The whiteboard is initially filled with predictable things like “no dress code” or “three hours for lunch” and “Martini Mondays.” But once these are aired, the next wave of thinking is far more creative than anything prompted by “give me a big idea.”
For example, “start a business that competes with us” is an idea that could certainly get you fired. But in the context of this exercise, it can start a valuable conversation about crisis aversion. A competing venture would likely exploit your company’s biggest weakness, opening up discussion about what can be done now to transform flaws into strengths.
Among the thousands of ideas that have come out of my “what ideas would get you fired” sessions, the seven below illustrate the kind of disruptive thinking that leads to innovation…and career advancement.
- Since business model X could render us irrelevant, we should do Y to avoid this scenario.

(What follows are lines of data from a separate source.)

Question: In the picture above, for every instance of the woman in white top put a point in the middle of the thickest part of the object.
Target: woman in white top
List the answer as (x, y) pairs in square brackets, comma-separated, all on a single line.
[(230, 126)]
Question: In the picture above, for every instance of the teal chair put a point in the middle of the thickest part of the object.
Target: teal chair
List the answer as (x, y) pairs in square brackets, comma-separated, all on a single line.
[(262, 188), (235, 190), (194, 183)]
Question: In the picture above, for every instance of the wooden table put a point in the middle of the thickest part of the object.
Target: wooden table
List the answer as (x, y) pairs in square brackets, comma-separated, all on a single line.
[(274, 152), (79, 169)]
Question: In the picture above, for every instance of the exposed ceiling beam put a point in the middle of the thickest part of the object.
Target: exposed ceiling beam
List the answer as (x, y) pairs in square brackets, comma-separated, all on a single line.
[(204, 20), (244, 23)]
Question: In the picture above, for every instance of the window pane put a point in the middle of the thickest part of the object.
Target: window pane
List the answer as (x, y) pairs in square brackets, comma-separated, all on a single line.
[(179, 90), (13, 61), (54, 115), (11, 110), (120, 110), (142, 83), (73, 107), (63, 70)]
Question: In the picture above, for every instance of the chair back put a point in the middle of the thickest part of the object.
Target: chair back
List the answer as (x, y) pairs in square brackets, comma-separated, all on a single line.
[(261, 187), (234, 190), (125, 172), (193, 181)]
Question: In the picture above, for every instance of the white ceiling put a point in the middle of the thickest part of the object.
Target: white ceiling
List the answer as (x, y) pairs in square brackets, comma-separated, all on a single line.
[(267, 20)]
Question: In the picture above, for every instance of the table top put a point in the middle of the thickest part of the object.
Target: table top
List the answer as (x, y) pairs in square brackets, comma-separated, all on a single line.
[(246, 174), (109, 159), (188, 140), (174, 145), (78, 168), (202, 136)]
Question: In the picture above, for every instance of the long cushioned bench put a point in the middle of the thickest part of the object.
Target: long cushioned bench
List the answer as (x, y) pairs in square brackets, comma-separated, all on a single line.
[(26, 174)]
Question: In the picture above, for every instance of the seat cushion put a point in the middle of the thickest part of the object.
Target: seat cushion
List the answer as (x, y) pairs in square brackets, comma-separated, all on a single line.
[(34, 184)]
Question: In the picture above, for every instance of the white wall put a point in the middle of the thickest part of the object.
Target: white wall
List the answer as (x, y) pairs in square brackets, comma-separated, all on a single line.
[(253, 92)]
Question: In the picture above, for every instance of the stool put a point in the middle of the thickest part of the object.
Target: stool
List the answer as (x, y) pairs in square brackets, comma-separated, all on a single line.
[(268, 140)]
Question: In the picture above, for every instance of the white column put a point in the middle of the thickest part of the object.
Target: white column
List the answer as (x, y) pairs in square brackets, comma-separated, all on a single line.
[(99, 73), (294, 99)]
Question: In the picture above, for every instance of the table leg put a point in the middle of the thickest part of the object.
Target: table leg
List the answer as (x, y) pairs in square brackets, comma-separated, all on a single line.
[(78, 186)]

- What would happen if we stopped taking X for granted in our industry?
- Our lack of X is our constant excuse for failure, but the real problem is Y.
- Sell Product X for half the price.
- Give away Service Y for free.
- The one acquisition that would most impact our business is X but we haven’t considered it because of Y.
- What if we changed the one thing customers hate most about Product/Service X?
Here were the "what ideas would get you fired". People who offer unexpected ideas stand out from the crowd and are more likely to be promoted — not fired. By taking a provocative approach to idea generation, you’ll start training your mind to recognize and challenge norms about your business and industry. With some practice, the “meh” ideas that your brain defaults to will be replaced by actual disruptors.